FDA Extends Review of Reloxin
January 7, 2009, Ipsen (Paris:IPN) announced that the U.S. Food and Drug Administration (FDA) provided notification that Reloxin® (botulinum toxin of type A) has been extended to April 13, 2009. The FDA did not issue any specific request on the occasion of this extension. The application is for approval to market Reloxin as a wrinkle-fighting injectible drug for aesthetic indications (glabellar lines).
In March 2006, Ipsen granted Pharmaceutical of Scottsdale, Ariz. rights to cosmetic uses of the drug in the United States, Canada and Japan.

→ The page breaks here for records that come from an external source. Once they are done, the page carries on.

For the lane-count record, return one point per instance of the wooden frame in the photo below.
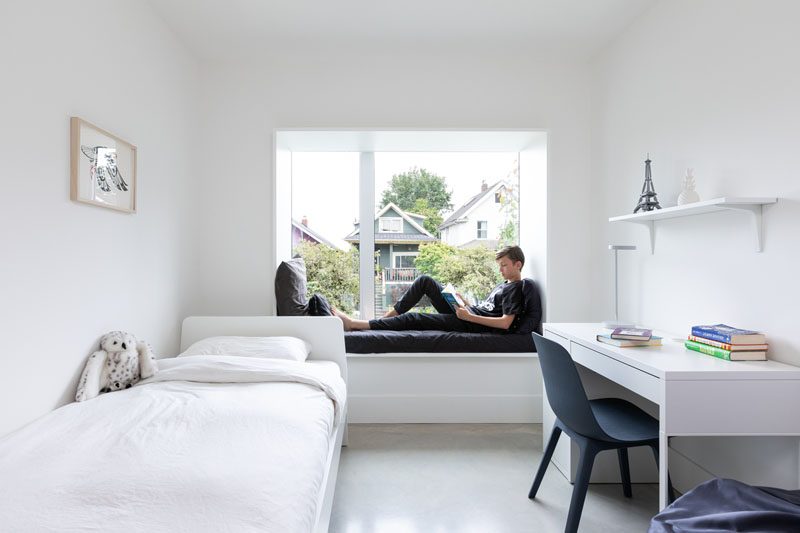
(112, 182)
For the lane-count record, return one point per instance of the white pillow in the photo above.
(290, 348)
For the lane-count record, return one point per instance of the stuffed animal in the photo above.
(119, 364)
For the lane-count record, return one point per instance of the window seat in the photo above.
(420, 377)
(384, 341)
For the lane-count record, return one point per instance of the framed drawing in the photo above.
(103, 168)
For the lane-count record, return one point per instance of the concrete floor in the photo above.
(467, 478)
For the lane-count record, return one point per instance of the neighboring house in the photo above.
(301, 232)
(478, 222)
(398, 235)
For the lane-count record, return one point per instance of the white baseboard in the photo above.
(685, 473)
(430, 408)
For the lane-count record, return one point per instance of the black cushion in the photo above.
(387, 341)
(290, 288)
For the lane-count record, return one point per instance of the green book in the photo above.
(725, 354)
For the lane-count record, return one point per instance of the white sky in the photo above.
(325, 184)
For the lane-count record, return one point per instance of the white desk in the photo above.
(696, 394)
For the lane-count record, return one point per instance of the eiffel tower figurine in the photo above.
(648, 200)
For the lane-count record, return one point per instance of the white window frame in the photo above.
(485, 229)
(393, 220)
(395, 255)
(531, 143)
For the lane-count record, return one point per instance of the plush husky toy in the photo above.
(120, 363)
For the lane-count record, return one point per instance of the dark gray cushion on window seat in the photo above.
(384, 341)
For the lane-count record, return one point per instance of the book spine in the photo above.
(723, 345)
(708, 350)
(713, 335)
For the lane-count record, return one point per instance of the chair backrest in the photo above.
(530, 320)
(565, 391)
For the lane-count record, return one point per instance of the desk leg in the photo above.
(663, 471)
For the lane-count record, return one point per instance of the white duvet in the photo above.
(211, 443)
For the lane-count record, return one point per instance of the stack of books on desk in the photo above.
(725, 342)
(627, 337)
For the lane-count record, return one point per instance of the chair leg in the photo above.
(548, 454)
(588, 453)
(670, 490)
(625, 472)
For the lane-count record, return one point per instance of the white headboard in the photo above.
(324, 333)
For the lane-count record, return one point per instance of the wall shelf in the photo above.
(754, 206)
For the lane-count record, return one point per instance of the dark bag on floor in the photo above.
(319, 306)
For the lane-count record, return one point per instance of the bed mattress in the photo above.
(386, 341)
(212, 443)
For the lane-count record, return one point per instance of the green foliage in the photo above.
(332, 273)
(433, 217)
(509, 206)
(432, 258)
(417, 183)
(471, 270)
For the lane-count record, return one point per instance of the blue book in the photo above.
(723, 333)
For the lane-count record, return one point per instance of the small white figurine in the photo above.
(688, 194)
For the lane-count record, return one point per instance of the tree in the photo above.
(471, 270)
(432, 258)
(422, 192)
(509, 206)
(332, 273)
(433, 217)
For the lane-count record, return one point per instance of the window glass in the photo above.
(324, 231)
(483, 229)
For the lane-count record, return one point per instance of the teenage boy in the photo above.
(496, 314)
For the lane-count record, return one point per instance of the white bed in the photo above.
(212, 443)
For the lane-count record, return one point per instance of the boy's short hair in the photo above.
(512, 252)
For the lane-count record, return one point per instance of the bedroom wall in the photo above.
(244, 103)
(711, 85)
(71, 272)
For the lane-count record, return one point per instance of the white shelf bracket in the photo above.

Medicis had filed a Reloxin application in late 2007, but the FDA rejected it, saying that the application didn't spell out Medicis' role in relation to manufacturing the product. In March 2008, Medicis and Ipsen of Paris, refiled their application for Food and Drug Administration approval to market the wrinkle-fighting injectible drug in the United States.
Ipsen's botulinum toxin (Dysport® / Reloxin® / Azzalure®) is a neuromuscular blocking toxin which acts to block acetylcholine release. It is a dilute form of botulinum toxin similar to Botox, and sells it in about 20 countries under the name Dysport. If the two companies win FDA clearance, Medicis would market it in the United States under the name Reloxin.
By blocking the acetylcholine release, the drug reduces muscular spasm. The neuromuscular blocking toxin was initially developed for the treatment of motor disorders and various forms of muscular spasticity, including cervical dystonia (spasmodic torticollis), spasticity of the lower limbs in children with cerebral palsy, blepharospasm (involuntary eye closure) and hemifacial spasm.
Botox, made by Irvine-based Allergan, is the No. 1 cosmetic medical treatment in the United States, with more than 3 million injections in 2006, according to the American Society for Aesthetic Plastic Surgery. Medicis estimated that the U.S. market for cosmetic botulinum toxin injections totals $300 million to $400 million.